Hughes nodded grimly as he considered the evidence. The Twins' 7-4 loss to the Yankees, Hughes finally had to admit, was "a step in the right direction."

Um. What?

"I felt good early. I felt like my stuff and my command was miles ahead of my last two starts," the righthander said after his former team handed the Twins their eighth loss in 10 games. "I can take that away from it."

He makes a good case, actually. Hughes faced the minimum 12 hitters through four innings, threw 10 first-pitch strikes, and appeared to have found the form that carried him to six straight wins earlier this year, the command that helped him post a 1.62 ERA in May. In the fifth, with the Twins holding a 2-0 lead, Mark Teixeira and Brian McCann led off with singles, but Hughes wasn't concerned as he faced Carlos Beltran. Maybe he should have been.

"I figured I'd try to get a ground-ball double play right there, and throw a two-seamer down and away. It just caught too much of the plate," Hughes said. It was, he shrugged, "the one mistake of the game."

Certainly the biggest, most monumental one, because it landed more than 400 feet away in the deepest part of the ballpark. Suddenly, Minnesota's lead was a one-run deficit, and Hughes' streak of 32â…” innings without allowing a home run was history. Two batters later, rookie third baseman Zelous Wheeler, called up earlier in the day to make his major league debut, smashed a Hughes fastball into the Yankees' bullpen, his first career hit. "Not knowing much about him, I'm going to challenge him," Hughes explained.

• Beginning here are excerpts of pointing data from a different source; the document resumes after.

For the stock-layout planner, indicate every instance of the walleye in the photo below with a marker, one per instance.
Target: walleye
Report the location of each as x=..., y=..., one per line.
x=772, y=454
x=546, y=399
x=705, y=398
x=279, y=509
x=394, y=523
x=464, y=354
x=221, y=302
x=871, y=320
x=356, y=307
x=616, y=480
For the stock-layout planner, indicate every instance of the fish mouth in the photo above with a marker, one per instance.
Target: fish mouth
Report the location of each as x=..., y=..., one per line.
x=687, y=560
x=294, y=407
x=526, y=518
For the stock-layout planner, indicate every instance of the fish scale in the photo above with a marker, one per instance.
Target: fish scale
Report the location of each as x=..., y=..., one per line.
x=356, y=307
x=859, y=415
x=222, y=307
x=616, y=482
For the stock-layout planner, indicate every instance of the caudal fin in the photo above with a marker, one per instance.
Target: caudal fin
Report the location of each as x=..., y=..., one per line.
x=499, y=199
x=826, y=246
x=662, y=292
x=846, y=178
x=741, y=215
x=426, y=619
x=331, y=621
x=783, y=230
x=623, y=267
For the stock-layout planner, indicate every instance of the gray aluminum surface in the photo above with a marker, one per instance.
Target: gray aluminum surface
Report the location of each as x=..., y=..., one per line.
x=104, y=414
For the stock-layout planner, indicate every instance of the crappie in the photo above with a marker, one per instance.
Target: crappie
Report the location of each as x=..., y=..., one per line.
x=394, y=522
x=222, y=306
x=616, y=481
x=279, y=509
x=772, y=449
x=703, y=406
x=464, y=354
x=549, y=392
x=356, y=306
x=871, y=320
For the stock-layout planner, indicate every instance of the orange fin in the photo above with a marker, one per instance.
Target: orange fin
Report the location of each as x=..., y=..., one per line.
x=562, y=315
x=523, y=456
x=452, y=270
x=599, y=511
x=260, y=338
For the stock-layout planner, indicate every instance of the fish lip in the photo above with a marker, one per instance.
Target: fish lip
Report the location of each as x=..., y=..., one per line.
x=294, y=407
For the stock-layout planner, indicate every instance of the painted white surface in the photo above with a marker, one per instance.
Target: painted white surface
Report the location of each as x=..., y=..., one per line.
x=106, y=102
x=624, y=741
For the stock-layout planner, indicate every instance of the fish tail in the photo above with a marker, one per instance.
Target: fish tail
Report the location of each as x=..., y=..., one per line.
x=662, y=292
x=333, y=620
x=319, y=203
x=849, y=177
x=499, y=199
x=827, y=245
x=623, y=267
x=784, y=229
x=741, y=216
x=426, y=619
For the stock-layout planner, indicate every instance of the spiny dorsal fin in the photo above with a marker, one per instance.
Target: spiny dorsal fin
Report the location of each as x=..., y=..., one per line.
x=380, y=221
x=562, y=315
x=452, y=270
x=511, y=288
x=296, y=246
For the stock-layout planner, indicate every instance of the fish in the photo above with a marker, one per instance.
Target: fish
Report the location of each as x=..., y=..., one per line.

In the seventh, Hughes struck out Beltran and got ahead of Ichiro Suzuki 1-2 but missed with three straight backdoor cutters for a walk. Wheeler then blooped an inside pitch for a hit, and Ryan hit a double-play grounder — except it hugged the third-base line for a double.

Hughes was removed, two more runs scored after he left, and suddenly a game in which he felt in control all night had morphed into a stat-sheet nightmare. Cruel game.

"All of a sudden, it's seven runs and that's the way it goes," Hughes said, who has allowed 17 runs in his past three starts, an 8.05 ERA. "Stuff-wise, I feel pretty good. It's a matter of making [fewer] mistakes."

The biggest one, he admitted, is timing — giving up a homer to Beltran is no sin, but doing it with two runners on "completely turns the game around." (Beltran's home run, incidentally, gave him 367 for his career, moving him past Lance Berkman and into fourth place on the career list among switch-hitters. Only Mickey Mantle (536), Eddie Murray (504) and Chipper Jones (468) have more.)

Tanaka, even the less-than-sharp version who showed up Thursday, was a master of avoiding that mistake. The Japanese righthander gave up four runs and nine hits, both season highs, but never gave up more than one run in an inning, holding the Twins to 1-for-6 with runners in scoring position.

"He's got great stuff, a lot of pitches. That splitter is unbelievable, it goes a lot of different ways. His fastball is underrated," Twins manager Ron Gardenhire said of Tanaka, who at 12-3 became the major leagues' first 12-game winner. "He's tough, and he knows what he's doing out there."